When I run cox.zph
on a Cox model, I get a different type of return than I am seeing everywhere else.
I tried running the following code:
library(survival) #version 3.1-7
library(survminer) #version 0.4.6
res.cox <- coxph(Surv(time, status) ~ age + sex + wt.loss, data = lung)
#lung data is in the survival package and loads from there.
( test.ph <- cox.zph(res.cox) )
This gives my the following return:
chisq df p
age 0.5077 1 0.48
sex 2.5489 1 0.11
wt.loss 0.0144 1 0.90
GLOBAL 3.0051 3 0.39
However, examples elsewhere (including the one I'm am trying to follow here) return a table with a "rho" column, as below:
rho chisq p
age -0.0483 0.378 0.538
sex 0.1265 2.349 0.125
wt.loss 0.0126 0.024 0.877
GLOBAL NA 2.846 0.416
In addition, whatever it throwing this off appears to also be altering my chi-sq and p-values as well.
Furthermore, when I subsequently try to plot the Schoenfeld residuals using ggcoxzph(test.ph)
I get the following plots:
Versus the example:
sthda version of the same plots
These issues are causing a massive block to my group's efforts on a current project, and any help offered will be much appreciated.
Thanks in advance!
Try updating your version of survival
package. It works for me as it should (print method shows "rho").
I'm using version 2.43-3
EDIT: 42 was right, I was installing from an out-of-date mirror. I just updated to the latest version.
Of course one solution is you roll back your install to an older version. But assuming you don't want to do that...
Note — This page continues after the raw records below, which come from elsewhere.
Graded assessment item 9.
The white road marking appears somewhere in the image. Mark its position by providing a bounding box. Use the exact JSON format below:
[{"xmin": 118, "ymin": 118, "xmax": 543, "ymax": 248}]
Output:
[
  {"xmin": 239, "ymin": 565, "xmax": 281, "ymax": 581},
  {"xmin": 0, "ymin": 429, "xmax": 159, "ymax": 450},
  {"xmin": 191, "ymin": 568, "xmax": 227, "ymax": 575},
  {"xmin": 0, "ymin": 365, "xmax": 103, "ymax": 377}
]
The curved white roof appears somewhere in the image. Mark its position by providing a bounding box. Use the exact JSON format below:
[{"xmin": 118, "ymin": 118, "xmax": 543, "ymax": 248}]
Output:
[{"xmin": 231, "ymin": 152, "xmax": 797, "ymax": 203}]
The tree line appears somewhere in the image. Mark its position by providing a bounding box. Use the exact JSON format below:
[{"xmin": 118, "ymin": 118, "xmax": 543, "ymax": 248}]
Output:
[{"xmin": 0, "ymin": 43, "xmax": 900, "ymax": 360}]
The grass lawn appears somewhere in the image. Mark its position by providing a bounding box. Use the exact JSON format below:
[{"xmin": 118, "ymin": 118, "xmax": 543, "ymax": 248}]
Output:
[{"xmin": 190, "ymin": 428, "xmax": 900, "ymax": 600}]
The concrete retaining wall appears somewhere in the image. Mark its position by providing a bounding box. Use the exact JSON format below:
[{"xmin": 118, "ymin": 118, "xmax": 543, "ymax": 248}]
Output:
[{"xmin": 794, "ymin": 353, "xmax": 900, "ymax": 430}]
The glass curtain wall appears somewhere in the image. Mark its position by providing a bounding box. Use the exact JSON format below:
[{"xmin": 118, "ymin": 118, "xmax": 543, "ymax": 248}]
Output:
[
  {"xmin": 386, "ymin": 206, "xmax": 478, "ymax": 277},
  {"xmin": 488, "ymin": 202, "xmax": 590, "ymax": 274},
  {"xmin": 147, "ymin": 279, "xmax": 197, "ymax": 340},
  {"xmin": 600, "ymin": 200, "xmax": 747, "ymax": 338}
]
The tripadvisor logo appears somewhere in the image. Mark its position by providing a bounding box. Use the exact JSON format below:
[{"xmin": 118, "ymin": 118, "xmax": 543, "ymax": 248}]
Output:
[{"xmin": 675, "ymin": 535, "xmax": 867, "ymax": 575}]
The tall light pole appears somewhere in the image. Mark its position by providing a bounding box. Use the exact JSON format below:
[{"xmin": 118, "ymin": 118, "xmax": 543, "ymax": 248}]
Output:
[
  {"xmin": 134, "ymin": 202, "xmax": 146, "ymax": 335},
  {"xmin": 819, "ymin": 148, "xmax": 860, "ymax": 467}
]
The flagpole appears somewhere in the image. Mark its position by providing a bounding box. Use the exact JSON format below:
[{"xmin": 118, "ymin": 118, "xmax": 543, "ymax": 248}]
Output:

It appears you will need to calculate what you want yourself. I don't know if this is the most concise way but I simply adapted the source code from the old version of the package into a function where you can pass your fitted object and your cox.zph test object.
library(survival) #version 3.1-7
library(survminer) #version 0.4.6
res.cox <- coxph(Surv(time, status) ~ age + sex + wt.loss, data = lung)
#lung data is in the survival package and loads from there.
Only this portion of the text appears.